I went 13 years with inappropriate treatment, severe pain, and diagnosis that included, chronic fatigue immune dysfunction, degenerative joint disease, spinal stenosis, high blood pressure, and fibromyalgia.

My rheumy herself went three months without believing that I had lupus, but she believed that I had an autoimmune dysfunction. ( I was referred to my rheumatologist, by my first pain management physician, because of abnormal lab results.)

I understand the frustration, and the indignity of "hints" that I was a hypochondriac. I was even hospitalized once from days with chronic diarrhea and vomiting, joint pain, fever, and a heart monitor. My PCP simply shrugged his shoulders, when my frightened husband asked him if he had any "new" ideas about what was wrong.

What do I think that this has to do with you? I think I've been in a situation similar to yours. What I want to know is:

Question #1.)

Do you have thoughts about people feeling sad and sorry they treated you badly, if you died in the near future?
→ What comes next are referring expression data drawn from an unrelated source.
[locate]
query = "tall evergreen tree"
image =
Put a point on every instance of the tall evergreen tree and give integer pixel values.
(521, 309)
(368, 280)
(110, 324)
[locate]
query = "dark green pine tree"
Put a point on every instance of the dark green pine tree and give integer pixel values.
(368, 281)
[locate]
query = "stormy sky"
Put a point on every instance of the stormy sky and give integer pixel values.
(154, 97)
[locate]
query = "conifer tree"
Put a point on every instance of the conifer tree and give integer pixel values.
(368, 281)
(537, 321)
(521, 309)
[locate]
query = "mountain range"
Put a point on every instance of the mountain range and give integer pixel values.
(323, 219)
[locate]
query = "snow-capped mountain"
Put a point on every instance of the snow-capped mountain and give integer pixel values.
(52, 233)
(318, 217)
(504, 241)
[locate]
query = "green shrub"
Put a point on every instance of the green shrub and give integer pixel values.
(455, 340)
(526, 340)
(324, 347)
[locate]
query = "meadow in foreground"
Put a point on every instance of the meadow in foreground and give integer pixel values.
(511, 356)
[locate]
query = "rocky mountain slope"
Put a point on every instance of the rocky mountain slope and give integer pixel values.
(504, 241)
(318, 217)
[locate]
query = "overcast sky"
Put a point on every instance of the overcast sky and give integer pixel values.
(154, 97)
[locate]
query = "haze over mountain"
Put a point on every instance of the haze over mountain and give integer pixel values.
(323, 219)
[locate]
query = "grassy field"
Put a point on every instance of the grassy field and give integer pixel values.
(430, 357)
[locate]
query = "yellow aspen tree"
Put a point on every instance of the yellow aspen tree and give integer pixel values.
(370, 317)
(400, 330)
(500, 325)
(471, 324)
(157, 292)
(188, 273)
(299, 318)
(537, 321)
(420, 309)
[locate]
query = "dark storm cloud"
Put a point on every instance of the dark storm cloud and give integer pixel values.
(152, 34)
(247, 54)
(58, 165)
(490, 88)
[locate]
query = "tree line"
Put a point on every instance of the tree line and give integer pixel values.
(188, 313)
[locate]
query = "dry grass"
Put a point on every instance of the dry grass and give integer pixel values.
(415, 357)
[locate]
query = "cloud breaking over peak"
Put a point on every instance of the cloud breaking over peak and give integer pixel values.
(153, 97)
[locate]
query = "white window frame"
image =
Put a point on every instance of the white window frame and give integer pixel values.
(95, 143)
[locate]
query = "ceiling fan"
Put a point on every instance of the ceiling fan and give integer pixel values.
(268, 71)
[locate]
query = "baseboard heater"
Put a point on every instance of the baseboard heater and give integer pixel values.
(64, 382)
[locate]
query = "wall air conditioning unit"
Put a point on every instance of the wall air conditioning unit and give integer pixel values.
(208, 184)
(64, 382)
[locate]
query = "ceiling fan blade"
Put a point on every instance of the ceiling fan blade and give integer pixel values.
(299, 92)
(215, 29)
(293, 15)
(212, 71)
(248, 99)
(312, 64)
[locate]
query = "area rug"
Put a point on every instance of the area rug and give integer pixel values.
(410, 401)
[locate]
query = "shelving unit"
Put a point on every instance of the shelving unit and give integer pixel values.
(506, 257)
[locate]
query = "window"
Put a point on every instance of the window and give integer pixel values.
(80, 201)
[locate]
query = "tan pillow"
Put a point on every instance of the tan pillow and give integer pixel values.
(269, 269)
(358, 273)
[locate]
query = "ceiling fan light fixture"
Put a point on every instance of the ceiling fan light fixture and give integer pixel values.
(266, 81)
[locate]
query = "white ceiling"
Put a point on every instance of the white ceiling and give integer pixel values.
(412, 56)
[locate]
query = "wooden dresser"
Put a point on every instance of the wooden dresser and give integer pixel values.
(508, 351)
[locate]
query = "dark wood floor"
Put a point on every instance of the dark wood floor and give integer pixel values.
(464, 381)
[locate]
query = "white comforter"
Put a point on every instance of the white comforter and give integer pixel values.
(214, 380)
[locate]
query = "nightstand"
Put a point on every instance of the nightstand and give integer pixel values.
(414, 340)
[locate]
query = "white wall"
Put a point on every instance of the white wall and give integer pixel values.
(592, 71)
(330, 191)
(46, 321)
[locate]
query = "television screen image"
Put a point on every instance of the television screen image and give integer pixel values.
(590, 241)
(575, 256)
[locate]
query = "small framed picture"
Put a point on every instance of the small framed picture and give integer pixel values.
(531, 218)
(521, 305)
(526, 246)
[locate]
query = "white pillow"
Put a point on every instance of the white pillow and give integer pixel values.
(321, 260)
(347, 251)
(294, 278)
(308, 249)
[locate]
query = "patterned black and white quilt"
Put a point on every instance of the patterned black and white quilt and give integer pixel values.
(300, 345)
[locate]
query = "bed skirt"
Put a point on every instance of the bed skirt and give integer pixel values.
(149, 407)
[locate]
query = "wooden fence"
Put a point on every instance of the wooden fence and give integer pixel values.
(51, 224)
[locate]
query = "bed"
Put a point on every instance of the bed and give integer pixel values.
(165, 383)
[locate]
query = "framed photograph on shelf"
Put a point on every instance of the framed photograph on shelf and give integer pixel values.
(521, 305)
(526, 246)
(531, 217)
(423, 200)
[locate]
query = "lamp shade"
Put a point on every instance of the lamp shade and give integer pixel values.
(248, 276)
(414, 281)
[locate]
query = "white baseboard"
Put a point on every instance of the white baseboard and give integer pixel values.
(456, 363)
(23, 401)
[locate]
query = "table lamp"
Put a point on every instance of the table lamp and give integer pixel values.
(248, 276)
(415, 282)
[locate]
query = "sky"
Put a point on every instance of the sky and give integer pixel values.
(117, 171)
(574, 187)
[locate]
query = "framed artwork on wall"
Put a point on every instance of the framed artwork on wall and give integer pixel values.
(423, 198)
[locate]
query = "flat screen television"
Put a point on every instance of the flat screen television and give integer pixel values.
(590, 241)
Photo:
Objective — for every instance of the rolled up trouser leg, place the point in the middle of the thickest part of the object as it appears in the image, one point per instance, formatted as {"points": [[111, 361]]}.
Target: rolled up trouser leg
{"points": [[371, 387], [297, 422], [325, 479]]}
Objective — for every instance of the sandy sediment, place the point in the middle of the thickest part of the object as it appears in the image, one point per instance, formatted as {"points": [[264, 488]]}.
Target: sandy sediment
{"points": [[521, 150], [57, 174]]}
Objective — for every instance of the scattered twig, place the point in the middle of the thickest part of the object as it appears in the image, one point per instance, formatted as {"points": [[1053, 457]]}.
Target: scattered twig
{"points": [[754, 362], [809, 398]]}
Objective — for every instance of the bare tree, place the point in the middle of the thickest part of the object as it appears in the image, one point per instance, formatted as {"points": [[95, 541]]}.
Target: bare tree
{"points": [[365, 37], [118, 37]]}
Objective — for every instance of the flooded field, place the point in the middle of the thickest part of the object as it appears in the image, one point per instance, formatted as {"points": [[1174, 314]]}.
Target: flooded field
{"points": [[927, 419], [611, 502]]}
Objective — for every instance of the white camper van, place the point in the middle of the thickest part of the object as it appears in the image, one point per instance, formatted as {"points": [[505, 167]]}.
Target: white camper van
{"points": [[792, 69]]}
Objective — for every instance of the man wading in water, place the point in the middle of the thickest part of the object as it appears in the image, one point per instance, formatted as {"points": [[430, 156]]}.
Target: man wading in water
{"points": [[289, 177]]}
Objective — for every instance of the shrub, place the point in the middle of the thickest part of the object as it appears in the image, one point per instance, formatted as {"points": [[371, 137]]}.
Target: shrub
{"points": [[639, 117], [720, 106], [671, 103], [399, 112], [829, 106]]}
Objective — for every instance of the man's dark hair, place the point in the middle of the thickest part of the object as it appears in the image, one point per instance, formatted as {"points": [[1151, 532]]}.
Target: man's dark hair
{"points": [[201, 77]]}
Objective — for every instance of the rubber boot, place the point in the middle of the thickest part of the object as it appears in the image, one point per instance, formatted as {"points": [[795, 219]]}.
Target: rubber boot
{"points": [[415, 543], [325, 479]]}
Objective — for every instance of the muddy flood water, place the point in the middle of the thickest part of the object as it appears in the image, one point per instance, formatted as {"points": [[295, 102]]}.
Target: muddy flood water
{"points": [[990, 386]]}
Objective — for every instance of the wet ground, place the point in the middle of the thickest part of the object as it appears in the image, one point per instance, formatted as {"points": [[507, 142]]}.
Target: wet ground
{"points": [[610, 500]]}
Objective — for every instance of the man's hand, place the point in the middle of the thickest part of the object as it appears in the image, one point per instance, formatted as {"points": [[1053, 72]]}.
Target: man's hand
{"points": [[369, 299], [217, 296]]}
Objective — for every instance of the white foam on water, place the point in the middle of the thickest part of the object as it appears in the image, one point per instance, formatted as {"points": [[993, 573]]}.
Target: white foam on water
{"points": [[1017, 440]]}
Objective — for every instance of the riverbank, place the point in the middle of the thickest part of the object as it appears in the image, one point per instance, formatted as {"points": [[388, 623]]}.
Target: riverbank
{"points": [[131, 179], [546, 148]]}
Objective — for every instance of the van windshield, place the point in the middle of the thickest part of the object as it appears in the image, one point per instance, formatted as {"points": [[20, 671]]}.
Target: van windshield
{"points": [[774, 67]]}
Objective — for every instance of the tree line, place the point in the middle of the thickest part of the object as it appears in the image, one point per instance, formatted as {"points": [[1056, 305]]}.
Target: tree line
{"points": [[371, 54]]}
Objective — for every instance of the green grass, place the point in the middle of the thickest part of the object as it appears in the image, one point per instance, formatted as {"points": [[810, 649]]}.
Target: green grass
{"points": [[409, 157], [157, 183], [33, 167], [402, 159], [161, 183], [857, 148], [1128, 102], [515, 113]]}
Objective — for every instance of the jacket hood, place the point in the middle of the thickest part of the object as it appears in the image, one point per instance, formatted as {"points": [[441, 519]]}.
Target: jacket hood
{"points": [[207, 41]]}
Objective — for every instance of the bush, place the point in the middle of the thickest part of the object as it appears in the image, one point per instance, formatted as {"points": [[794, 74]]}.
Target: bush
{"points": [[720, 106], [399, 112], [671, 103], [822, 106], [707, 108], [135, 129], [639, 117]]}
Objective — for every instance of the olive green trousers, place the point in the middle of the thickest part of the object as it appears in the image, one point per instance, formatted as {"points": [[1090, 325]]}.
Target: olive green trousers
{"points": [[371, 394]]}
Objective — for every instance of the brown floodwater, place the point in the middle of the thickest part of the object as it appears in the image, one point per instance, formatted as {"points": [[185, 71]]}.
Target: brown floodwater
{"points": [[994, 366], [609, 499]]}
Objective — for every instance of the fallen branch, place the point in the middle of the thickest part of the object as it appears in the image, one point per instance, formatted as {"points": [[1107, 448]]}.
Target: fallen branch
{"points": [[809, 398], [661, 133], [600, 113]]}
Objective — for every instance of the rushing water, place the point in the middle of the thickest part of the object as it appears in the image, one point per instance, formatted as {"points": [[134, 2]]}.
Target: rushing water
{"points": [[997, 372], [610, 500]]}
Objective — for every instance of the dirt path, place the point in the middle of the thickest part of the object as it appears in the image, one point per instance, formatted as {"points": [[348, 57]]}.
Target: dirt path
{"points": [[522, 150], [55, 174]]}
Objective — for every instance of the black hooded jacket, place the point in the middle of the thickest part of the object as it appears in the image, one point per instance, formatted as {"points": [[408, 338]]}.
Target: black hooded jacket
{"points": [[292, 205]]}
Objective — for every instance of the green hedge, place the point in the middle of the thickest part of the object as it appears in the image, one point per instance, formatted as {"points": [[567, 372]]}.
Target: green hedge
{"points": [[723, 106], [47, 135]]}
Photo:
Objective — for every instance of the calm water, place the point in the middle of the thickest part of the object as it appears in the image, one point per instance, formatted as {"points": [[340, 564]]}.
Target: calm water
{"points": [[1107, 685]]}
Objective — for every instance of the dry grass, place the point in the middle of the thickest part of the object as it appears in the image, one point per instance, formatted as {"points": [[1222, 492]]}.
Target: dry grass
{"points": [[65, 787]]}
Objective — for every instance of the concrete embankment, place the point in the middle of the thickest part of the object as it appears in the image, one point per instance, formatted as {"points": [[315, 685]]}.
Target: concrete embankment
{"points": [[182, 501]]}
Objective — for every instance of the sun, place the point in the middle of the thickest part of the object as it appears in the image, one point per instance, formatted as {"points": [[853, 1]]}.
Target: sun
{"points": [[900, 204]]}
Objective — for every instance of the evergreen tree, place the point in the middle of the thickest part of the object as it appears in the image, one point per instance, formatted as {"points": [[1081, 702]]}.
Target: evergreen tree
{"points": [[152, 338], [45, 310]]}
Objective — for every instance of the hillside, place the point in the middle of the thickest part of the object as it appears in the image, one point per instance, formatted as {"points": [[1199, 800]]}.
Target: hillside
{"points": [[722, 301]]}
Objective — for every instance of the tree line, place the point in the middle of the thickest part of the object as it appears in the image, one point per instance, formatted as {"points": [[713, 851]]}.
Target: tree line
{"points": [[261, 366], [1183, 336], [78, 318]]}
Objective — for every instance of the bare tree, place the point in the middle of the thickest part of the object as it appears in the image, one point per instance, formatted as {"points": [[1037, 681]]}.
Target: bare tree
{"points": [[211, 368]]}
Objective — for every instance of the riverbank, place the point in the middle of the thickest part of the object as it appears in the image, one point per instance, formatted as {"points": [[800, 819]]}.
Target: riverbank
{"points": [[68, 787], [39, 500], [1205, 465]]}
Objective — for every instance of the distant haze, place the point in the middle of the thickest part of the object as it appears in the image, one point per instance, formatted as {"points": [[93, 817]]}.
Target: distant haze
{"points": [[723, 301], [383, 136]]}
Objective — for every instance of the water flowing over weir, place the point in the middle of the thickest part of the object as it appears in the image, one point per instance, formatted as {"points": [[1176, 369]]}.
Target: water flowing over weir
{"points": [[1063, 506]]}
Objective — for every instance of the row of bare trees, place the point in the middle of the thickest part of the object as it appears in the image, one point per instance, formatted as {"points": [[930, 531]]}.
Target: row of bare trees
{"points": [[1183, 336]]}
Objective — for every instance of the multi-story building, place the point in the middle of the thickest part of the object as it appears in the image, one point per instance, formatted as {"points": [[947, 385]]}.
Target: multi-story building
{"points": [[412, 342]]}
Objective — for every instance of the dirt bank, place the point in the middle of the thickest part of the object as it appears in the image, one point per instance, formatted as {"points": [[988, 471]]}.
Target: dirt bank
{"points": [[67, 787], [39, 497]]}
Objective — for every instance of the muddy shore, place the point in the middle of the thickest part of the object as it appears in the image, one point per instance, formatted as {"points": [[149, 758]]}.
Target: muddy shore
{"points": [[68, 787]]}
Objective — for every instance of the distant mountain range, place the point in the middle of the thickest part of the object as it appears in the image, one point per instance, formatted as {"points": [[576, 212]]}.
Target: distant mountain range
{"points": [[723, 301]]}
I'm not making light of this feeling.

Question #2.)

Or, do you have thoughts of "revisiting" every one of those same people who believed that you were a hypochondriac, and you are feeling good and looking great? I did this last weekend. Success really is the best revenge!!!!!!

If you chose #1. I think that you need to call the phone number for Crises Intervention that Andie gave you. You are severely depressed, and that happens very easily when you suffer from a chronic illness. I believe you would benefit by talking this through with someone. (I worked with several hundred families over the years, as a psychiatric and medical social worker.

Did you know that the majority of friends and families are very angry with the person who takes his/her own life!)

If you chose #2. You've had at least one or more experiences in your life with reaping the rewards of NOT GIVING UP on your ability to change your own situation and to live the life you want to live.

Your having reached out to us, which makes me think that you really want someone to listen to you. Are you hurting desperately, physically and emotionally, from being stuck in the same situation for 10 years? Well, you've certainly come to the right bunch of people here.

You might also need someone who can help you problem-solve to figure out a different strategy to use in order to secure the appropriate medical attention that you've been seeking.

Don't feel like you can't come here and say how badly or sad and frustrated you feel about your life. I've done that myself. However, saying that you are "ready to just end it all", is a different matter.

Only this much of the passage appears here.